Stock (Œuvres complètes, volume 16p. 408-411).


XX

Alexis Alexandrovitch prit congé de Betsy dans le salon, et retourna près de sa femme. Celle-ci était allongée, mais, au bruit de ses pas, elle reprit hâtivement la position qu’elle avait, et le regarda avec effroi. Il vit qu’elle avait pleuré.

— Je te remercie beaucoup de la confiance que tu m’as témoignée, dit-il tout doucement, répétant en russe la phrase qu’il avait dite en français devant Betsy, et il s’assit près d’elle.

Ce tutoiement en langue russe agaçait particulièrement Anna.

— Et je te remercie beaucoup de ta décision, poursuivit-il, je suis également d’avis que puisque le comte Vronskï part, il n’y a aucune nécessité de le recevoir ici. D’ailleurs…

— Mais je l’ai déjà dit, à quoi bon répéter… s’écria brusquement Anna avec une irritation qu’elle ne pouvait contenir.

« Il n’y a aucune nécessité pour un homme de venir dire adieu à la femme qui l’aime, pour laquelle il a voulu mourir, pour laquelle il s’est perdu et qui ne peut vivre sans lui. Il n’y a aucune nécessité ! » pensa-t-elle.

Elle pinça les lèvres et baissa son regard brillant sur les mains aux veines gonflées de son mari, que celui-ci frottait l’une contre l’autre.

— Ne parlons plus de cela, ajouta-t-elle, plus calme.

— Je t’ai laissé toute liberté pour décider cette question, et je suis très heureux de voir… continua Alexis Alexandrovitch.

— … Que mon désir concorde avec le vôtre, acheva-t-elle rapidement, agacée de l’entendre parler si lentement, tandis qu’elle savait d’avance ce qu’il allait dire.

— Oui, confirma-t-il. Et la princesse Tverskaïa s’ingère tout à fait à tort dans les affaires de famille les plus délicates ; surtout elle…

— Je ne crois rien de ce qu’on dit d’elle, prononça cependant Anna. Tout ce que je sais, c’est qu’elle m’aime sincèrement.

Alexis Alexandrovitch soupira et se tut. Elle jouait nerveusement avec les franges de sa robe de chambre, et le regardait avec ce sentiment pénible de dégoût physique qu’elle ressentait pour lui et qu’elle se reprochait sans réussir à le vaincre. Son seul désir pour l’instant était d’être délivrée de sa présence.

— Je viens d’envoyer chercher le docteur, reprit Alexis Alexandrovitch.

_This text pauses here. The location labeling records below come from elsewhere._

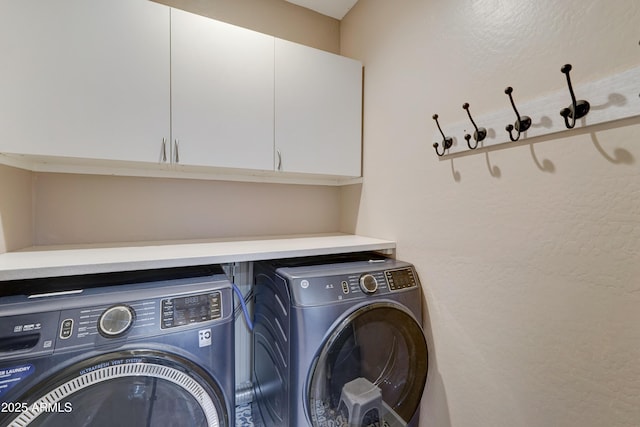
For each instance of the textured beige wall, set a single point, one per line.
(529, 255)
(275, 17)
(93, 208)
(16, 212)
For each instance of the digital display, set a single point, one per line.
(191, 309)
(400, 279)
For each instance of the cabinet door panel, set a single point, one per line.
(84, 78)
(318, 111)
(222, 93)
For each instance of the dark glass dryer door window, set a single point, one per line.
(371, 371)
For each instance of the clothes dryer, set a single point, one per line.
(338, 341)
(152, 352)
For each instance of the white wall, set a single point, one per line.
(529, 255)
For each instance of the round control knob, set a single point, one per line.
(115, 321)
(368, 283)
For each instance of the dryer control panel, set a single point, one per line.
(328, 289)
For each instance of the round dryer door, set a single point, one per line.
(370, 371)
(132, 388)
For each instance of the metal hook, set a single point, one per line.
(480, 133)
(522, 123)
(577, 109)
(447, 141)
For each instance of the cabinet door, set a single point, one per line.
(318, 111)
(84, 78)
(222, 93)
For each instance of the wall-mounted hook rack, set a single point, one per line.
(447, 142)
(478, 135)
(577, 109)
(522, 124)
(611, 98)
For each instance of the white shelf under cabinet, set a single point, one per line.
(38, 262)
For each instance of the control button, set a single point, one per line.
(368, 283)
(66, 329)
(115, 321)
(345, 287)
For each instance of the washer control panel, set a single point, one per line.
(141, 318)
(191, 309)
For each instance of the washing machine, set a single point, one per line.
(338, 341)
(150, 348)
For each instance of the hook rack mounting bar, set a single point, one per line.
(612, 98)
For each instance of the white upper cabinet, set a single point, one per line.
(137, 81)
(84, 78)
(318, 111)
(222, 93)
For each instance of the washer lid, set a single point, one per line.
(373, 365)
(141, 388)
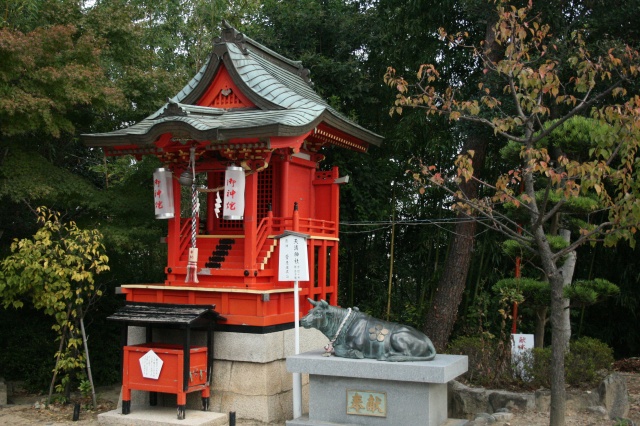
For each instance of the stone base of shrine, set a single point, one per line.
(369, 392)
(250, 376)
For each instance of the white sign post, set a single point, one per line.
(151, 365)
(294, 266)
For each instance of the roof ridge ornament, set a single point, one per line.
(173, 108)
(231, 35)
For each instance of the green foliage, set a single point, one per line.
(483, 353)
(586, 364)
(535, 292)
(46, 75)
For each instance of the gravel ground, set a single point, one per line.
(26, 409)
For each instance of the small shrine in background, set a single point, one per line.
(242, 153)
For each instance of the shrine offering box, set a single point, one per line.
(171, 369)
(159, 367)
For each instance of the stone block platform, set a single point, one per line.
(346, 391)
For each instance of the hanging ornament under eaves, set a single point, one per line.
(192, 263)
(163, 193)
(233, 208)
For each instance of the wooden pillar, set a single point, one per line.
(173, 232)
(283, 188)
(335, 217)
(211, 200)
(250, 222)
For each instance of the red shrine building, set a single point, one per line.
(242, 151)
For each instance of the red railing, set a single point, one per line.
(262, 234)
(185, 234)
(314, 227)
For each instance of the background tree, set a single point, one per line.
(537, 80)
(54, 271)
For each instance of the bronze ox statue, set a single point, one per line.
(353, 334)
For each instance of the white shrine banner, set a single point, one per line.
(163, 193)
(233, 207)
(293, 264)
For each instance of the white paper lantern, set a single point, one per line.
(163, 193)
(233, 208)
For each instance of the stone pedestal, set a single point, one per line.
(369, 392)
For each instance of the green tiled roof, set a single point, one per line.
(286, 104)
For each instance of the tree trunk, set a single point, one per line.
(541, 323)
(558, 328)
(567, 276)
(444, 309)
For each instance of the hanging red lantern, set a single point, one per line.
(233, 208)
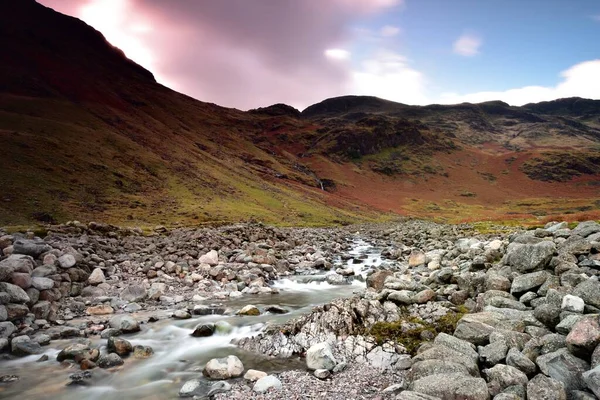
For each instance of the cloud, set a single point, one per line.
(581, 80)
(389, 31)
(387, 75)
(236, 53)
(467, 45)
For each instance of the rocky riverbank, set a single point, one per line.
(447, 314)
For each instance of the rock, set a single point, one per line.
(320, 356)
(211, 258)
(564, 367)
(24, 346)
(202, 389)
(584, 336)
(33, 248)
(276, 310)
(249, 310)
(588, 291)
(529, 257)
(124, 323)
(573, 304)
(157, 290)
(322, 373)
(585, 229)
(453, 386)
(41, 283)
(109, 360)
(377, 279)
(203, 330)
(224, 368)
(543, 388)
(67, 261)
(75, 351)
(134, 293)
(254, 375)
(592, 380)
(416, 258)
(142, 352)
(181, 314)
(15, 293)
(120, 346)
(266, 383)
(96, 277)
(502, 376)
(100, 309)
(526, 282)
(518, 360)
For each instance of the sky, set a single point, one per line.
(254, 53)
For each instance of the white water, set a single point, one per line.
(178, 356)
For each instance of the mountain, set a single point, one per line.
(88, 134)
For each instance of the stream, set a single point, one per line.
(178, 356)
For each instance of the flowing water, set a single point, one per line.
(178, 356)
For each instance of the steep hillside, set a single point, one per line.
(88, 134)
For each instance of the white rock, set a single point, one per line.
(254, 375)
(96, 277)
(266, 383)
(210, 258)
(320, 356)
(573, 303)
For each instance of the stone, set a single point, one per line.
(211, 258)
(134, 293)
(33, 248)
(254, 375)
(322, 373)
(573, 304)
(15, 293)
(526, 282)
(584, 336)
(518, 360)
(124, 323)
(41, 283)
(96, 277)
(203, 330)
(120, 346)
(542, 387)
(377, 279)
(592, 380)
(453, 386)
(320, 356)
(266, 383)
(201, 389)
(41, 309)
(23, 346)
(100, 309)
(224, 368)
(588, 291)
(109, 360)
(142, 352)
(502, 376)
(564, 367)
(249, 310)
(67, 261)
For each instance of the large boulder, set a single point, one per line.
(530, 257)
(320, 356)
(453, 386)
(224, 368)
(16, 294)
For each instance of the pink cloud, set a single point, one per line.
(235, 53)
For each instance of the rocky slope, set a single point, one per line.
(88, 134)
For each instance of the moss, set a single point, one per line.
(411, 332)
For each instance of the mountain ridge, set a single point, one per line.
(89, 134)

— Je me sens bien, pourquoi faire, le docteur ?

— C’est pour la petite qui crie sans cesse, on dit que la nourrice n’a pas assez de lait.

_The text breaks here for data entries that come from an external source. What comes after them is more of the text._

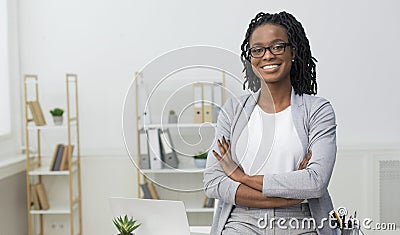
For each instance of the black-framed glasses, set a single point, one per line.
(275, 49)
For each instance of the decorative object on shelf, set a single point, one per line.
(172, 118)
(57, 116)
(37, 114)
(200, 159)
(124, 225)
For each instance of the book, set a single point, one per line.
(66, 157)
(41, 193)
(198, 103)
(57, 162)
(36, 204)
(154, 149)
(144, 162)
(170, 160)
(146, 191)
(153, 192)
(204, 202)
(37, 113)
(54, 156)
(207, 103)
(217, 100)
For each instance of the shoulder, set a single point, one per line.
(318, 106)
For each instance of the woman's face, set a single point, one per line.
(272, 68)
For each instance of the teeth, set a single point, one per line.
(270, 66)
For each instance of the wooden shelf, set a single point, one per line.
(179, 125)
(44, 170)
(174, 171)
(50, 127)
(59, 191)
(54, 210)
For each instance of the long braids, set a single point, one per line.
(302, 73)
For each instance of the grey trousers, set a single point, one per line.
(275, 221)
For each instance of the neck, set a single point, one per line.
(274, 97)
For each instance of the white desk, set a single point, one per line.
(200, 230)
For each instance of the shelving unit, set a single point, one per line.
(38, 165)
(186, 176)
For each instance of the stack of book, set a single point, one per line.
(208, 99)
(40, 201)
(61, 157)
(156, 150)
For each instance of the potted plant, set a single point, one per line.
(57, 116)
(200, 159)
(124, 225)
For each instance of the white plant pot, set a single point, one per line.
(200, 163)
(57, 120)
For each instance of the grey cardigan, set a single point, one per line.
(315, 123)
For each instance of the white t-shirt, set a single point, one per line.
(269, 144)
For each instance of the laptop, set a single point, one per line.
(158, 217)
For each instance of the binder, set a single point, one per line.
(146, 191)
(207, 102)
(154, 149)
(170, 159)
(153, 191)
(41, 193)
(198, 103)
(217, 100)
(144, 160)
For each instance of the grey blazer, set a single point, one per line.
(315, 123)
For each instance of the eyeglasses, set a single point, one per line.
(275, 49)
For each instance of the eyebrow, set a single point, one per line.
(271, 43)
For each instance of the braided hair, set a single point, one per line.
(302, 73)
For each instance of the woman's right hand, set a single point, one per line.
(304, 163)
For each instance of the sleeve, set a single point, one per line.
(216, 183)
(311, 182)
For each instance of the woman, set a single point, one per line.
(257, 167)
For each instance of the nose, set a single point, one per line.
(268, 54)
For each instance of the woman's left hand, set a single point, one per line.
(230, 168)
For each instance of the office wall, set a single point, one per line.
(105, 42)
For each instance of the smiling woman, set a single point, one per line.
(276, 147)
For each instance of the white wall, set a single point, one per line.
(105, 42)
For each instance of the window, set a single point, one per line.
(5, 115)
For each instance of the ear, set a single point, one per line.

— Pourquoi donc ne m’as-tu pas permis de la nourrir moi-même, quand je t’en ai supplié ? malgré tout (Alexis Alexandrovitch comprit ce que voulait dire ce malgré tout), c’est une enfant et on la fera mourir. — Elle sonna et se fit apporter le bébé. — J’ai voulu mourir, on ne me l’a pas permis, et maintenant c’est à moi qu’on fait des reproches.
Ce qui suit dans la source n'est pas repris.